Structure and Composition of the Southwestern Margin of the Buried Chesapeake Bay Impact Structure

Powars, David S., U.S. Geological Survey, Richmond, VA 23228, Quick, James E., U.S. Geological Survey, Reston, VA 20192, Bruce, T. Scott, Virginia Dept. of Environmental Quality, Richmond, VA 23240, Catchings, Rufus D., U.S. Geological Survey, Menlo Park, CA 94025, Emry, Scott R., Hampton Roads Planning District Commission, Chesapeake, VA 23320, Gohn, Gregory S., U.S. Geological Survey, Reston VA 20192, Izett, Glen, A., and Johnson, Gerald H., Geology Dept., Coll. of William and Mary, Williamsburg, VA 23187, Levine, Joel S., NASA Langley Research Center, Hampton, VA 23681, McFarland, E. Randolph, U.S. Geological Survey, Richmond, VA 23228, and Poag, C. Wylie, U.S. Geological Survey, Woods Hole, MA 02543


The Chesapeake Bay impact structure (CBIS) is a complex, 135-km-wide feature created about 35 million years ago when an asteroid or comet slammed into the continental shelf near the present-day mouth of Chesapeake Bay. The submarine target site consisted of a neritic to upper bathyal water column (150 to 300 m deep), an eastward-thickening wedge of water-saturated, semi-consolidated sediments (305 to 915 m), and underlying basement rocks. Borehole and seismic-reflection data indicate these main features: a 22.5-km-wide zone of fracturing outside the crater; an "inverted-sombrero"-shaped, 90-km-wide crater bounded by an outer rim with a 305- to 1220-m-high escarpment that varies morphologically from a steep wall to inward-stepping stairs; a 21- to 30.5-km-wide, flat-floored annular trough with a slumped terrace zone at its outer margin; a 38.6-km-wide, 1.6-km-deep central depression (inner basin) with an apparent collapsed central uplift; a peak ring with highly variable shape and relief (almost flat to nearly 91 m) that surrounds the inner basin; and below and adjacent to the inner basin, a bowl-shaped zone of fractured and faulted basement rocks down to about 11 km. Shocked quartz and partially melted and deformed basement clasts are present in the Exmore breccia that partially filled and covered the crater and surrounding sea floor. Outside the outer rim on the updip western side of the crater, erosion has removed the breccia except for discontinuous (<30 m thick) deposits preserved within the outer fracture zone. As much as 1.2 km of upper Eocene to Holocene deposits now cover the crater. Post-impact effects include continued structural adjustments through faulting and differential compaction contributing to high subsidence rates and, possibly, historic small-magnitude earthquakes.

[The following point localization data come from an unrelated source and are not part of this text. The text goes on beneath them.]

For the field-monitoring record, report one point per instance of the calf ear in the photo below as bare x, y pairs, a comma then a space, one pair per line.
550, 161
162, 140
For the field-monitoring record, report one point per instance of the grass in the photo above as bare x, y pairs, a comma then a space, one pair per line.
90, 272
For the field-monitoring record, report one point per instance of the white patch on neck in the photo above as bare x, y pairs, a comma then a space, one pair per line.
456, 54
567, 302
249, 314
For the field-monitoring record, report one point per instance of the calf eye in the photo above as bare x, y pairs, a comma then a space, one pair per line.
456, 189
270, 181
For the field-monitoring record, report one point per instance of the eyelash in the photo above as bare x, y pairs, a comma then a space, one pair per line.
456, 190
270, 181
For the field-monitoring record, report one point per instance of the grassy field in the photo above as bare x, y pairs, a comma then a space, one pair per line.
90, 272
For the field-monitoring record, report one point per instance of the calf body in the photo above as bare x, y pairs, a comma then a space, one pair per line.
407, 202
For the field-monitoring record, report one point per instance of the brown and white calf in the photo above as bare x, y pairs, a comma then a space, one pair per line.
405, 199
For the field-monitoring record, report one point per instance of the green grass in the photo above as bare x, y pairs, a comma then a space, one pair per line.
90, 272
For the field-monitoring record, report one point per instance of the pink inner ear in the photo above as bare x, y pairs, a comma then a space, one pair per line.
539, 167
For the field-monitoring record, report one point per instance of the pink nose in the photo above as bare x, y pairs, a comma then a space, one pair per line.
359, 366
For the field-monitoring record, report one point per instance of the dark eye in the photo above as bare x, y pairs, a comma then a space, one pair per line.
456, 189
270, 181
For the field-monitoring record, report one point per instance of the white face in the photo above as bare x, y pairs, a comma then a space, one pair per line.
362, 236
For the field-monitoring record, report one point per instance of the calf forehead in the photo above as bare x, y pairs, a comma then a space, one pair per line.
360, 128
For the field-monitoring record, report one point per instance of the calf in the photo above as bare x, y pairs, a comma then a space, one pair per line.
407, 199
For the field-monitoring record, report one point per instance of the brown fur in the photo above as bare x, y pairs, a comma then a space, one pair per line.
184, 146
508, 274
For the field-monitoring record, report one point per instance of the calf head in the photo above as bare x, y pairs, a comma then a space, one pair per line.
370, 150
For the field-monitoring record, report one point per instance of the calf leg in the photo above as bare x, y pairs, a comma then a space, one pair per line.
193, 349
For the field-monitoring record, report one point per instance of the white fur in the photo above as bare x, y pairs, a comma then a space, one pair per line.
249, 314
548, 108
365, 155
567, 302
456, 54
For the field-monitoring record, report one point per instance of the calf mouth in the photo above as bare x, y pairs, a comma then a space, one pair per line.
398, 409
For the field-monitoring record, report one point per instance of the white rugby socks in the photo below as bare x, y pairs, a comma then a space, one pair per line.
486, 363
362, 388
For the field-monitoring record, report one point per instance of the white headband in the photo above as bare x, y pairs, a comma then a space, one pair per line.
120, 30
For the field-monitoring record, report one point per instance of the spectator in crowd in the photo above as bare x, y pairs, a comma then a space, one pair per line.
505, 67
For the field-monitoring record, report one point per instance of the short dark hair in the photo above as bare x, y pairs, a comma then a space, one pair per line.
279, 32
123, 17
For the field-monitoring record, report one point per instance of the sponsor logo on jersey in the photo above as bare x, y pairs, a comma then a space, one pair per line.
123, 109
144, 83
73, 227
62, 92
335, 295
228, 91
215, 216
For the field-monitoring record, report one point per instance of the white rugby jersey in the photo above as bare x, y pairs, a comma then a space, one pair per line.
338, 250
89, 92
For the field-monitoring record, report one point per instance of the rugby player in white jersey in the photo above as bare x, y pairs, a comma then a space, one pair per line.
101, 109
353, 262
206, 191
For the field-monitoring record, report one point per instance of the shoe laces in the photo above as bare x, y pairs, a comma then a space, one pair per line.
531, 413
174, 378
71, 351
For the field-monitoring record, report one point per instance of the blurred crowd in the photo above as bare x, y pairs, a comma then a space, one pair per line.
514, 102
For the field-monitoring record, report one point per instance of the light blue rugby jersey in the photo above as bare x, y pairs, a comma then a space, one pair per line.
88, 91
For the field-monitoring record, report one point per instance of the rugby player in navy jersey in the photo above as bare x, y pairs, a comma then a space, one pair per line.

The impact structure coincides closely with an anomalous region of salty ground water that presents a resource-management problem to rapidly growing population centers in the Hampton Roads area of Virginia at the structure's western and southern margins. To further investigate the geology and hydrology of the CBIS, the USGS and affiliated institutions recently drilled a 635-m-deep corehole to basement about 7 km inside the structure's outer rim and completed a tie-in 11-km-long high-resolution seismic reflection and refraction survey across the structure's southwestern outer margin. We are analyzing the lithology, mineralogy, biostratigraphy, structure, fission-track, and radiometric-age of corehole materials, as well as determining sediment permeability, pore-water chemistry, and the presence and composition of trapped gases. Preliminary analysis confirms several hypothesized features, including the presence of thick (390 m) sedimentary-clast breccia and mega-block beds buried beneath 236 m of post-impact deposits, faults in the post-impact deposits, and several faults that displace the basement near the crater's outer margin. Preliminary water-quality data show vertical variability in the salinity of ground water inside the western margin of the crater. Crater-fill deposits seen in the core appear to have been emplaced during late-stage crater modification by outer-margin wall collapse, washback processes, and tsunami resurge, resulting in a section dominated by locally derived, shallow sedimentary target rocks. The section varies from clast-supported- to matrix-supported breccia. Sedimentary-clast sizes range from millimeters to nearly 20 m.

Powars, David S., Quick, James E., Bruce, T. Scott,  Catchings, Rufus D., Emry, Scott R., Gohn, Gregory S., Izett, Glen, A., Johnson, Gerald H., Levine, Joel S., McFarland, E. Randolph, and Poag, C. Wylie, 2001, Structure and composition of the southwestern margin of the buried Chesapeake Bay Impact Structure [abs.], presented at the GSA Field Forum in Nevada and Utah on bolide impacts on wet targets, April 22-28, 2001.